The UK has been crowned the tech unicorn capital of Europe, home to over a third of the continent’s billion dollar startups
The UK has established itself as Europe's tech powerhouse, playing home to 37 per cent of Europe’s unicorn-status tech firms and topping the list of global destinations for tech talent.
With London Tech Week kicking off today, new figures show the UK claims 13 of Europe’s 34 unicorns – referring to companies with a $1bn valuation – including Deliveroo, Benevolent AI and Oaknorth Bank.
As a result, the UK’s unicorns now represent $23bn (£17.1bn) out of a combined value of $62bn for all 34 companies, making it the continent’s premier location for fast-growing technology firms.
Over a third of all European firms that have gone on to become billion pound businesses since 1990 are from the UK, several of which have listed. Public companies like Zoopla, Purplebricks and Just Eat represent some of the UK’s 25 exits at $1bn or higher since 2010, research from Dealroom and the Department for Culture, Media and Sport (DCMS) finds.

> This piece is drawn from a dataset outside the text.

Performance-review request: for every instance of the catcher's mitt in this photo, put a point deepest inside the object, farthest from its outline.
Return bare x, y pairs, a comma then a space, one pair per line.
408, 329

Additional analysis based on companies valued between $250m and $1bn shows the UK holds another 51 potential future unicorns for the years to come, including tech startups like Citymapper, Secret Escapes, Zopa and Atom Bank.

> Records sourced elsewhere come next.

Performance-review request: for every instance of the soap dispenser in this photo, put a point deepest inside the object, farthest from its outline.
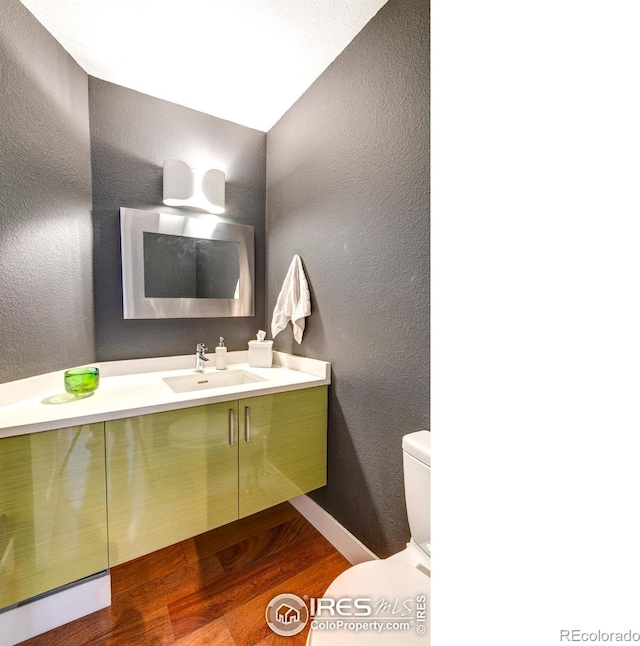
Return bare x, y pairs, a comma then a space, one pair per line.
221, 355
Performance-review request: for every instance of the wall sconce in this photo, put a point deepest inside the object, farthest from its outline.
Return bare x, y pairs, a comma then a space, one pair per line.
184, 186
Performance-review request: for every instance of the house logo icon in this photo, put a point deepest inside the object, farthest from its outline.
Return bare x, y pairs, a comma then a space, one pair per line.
287, 615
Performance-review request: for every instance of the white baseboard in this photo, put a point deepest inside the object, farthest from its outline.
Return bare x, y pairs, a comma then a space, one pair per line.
46, 613
342, 539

Though fintech is a sector leader, investment into artificial intelligence (AI) grew by 50 per cent in the last year. A separate study by CognitionX, in partnership with the Mayor of London, revealed AI represented approximately 10 per cent of all tech raises in the city in 2017.
Seven of Europe’s top 10 venture capital investors are based in the UK, as London-based investors have become the most active in Europe when investing outside their own country. Only the US invests more into Europe at 26 per cent, compared to the UK’s provision of 22 per cent of all funds invested last year.
The news comes off the back of results released last week which showed that the UK has also pulled in over £5bn in venture capital funding post-Brexit, more than three times as much investment as any other European country.
“These new figures show the UK is the digital dynamo of Europe and we are achieving our goal to be the best place in the world to start and grow a tech business,” said secretary of state for DCMS Matt Hancock.
He added that the government is backing public and private initiatives worth up to £14bn, including over £6bn for research and innovation, and the provision of £2.5bn to the Business and Growth Fund to invest in early-stage tech startups.
The UK employs 2.1m people across the UK in its tech sector, representing 21.5 per cent of all international movers coming to the UK. According to research from Tech Nation, a new digital tech job is created every 50 minutes, with the average salary for a job that requires digital tech skills sitting 25 per cent higher than the salary for positions that do not.
Nicola Mendelsohn, VP of EMEA, Facebook, said:
Having opened our new UK offices in London last November, we are more committed than ever to supporting the UK’s ambitious digital vision. By the end of the year, we will have created 800 new jobs, making this Facebook’s biggest engineering site outside the US.
The UK has a flourishing entrepreneurial ecosystem and international reputation for engineering excellence which is why we want to be here, building our own company and helping other entrepreneurs build theirs.
However Tech London Advocates’ Russ Shaw warned that the UK cannot afford to get complacent, particularly as the terms of Brexit remain uncertain.
“London has a great reputation globally, but there's a lot of momentum and dynamism everywhere,” he said, speaking to City A.M.
“We still have to focus on talent as the number one issue, due to the sector’s lack of diversity and homegrown talent, coupled with the challenges we face bringing in talent from overseas.”